North Star Metricはサービスを成長させるためのKPI設計のフレームワークとして、シリコンバレーの著名なサービスなどで積極的に採用されており、近年はさまざまな企業で取り入れられています。
"North Star"というのは「北極星」という意味で、North Star Metric (NSM) とは向かうべき方向を明確に示すような指標のことです。
North Star Metricでは 顧客の体験価値を測定する指標を明確に定めることで、サービスを本質的に成長させていくための方向性を明らかにします。

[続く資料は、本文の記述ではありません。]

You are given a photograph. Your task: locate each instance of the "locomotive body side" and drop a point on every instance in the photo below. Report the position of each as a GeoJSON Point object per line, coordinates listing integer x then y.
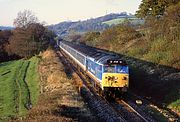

具体的には、下図のように KGI→NSM→KPI という形でKPIツリーを構成します。
NSMはどういう指標なのか
1. 先行指標
NSMは"売上"のようなアウトプットに対するインプットとなる指標のため、継続率や滞在時間などのような先行指標を設定します。"売上"はユーザーの行動の結果を示すため"遅行指標"と呼ばれます。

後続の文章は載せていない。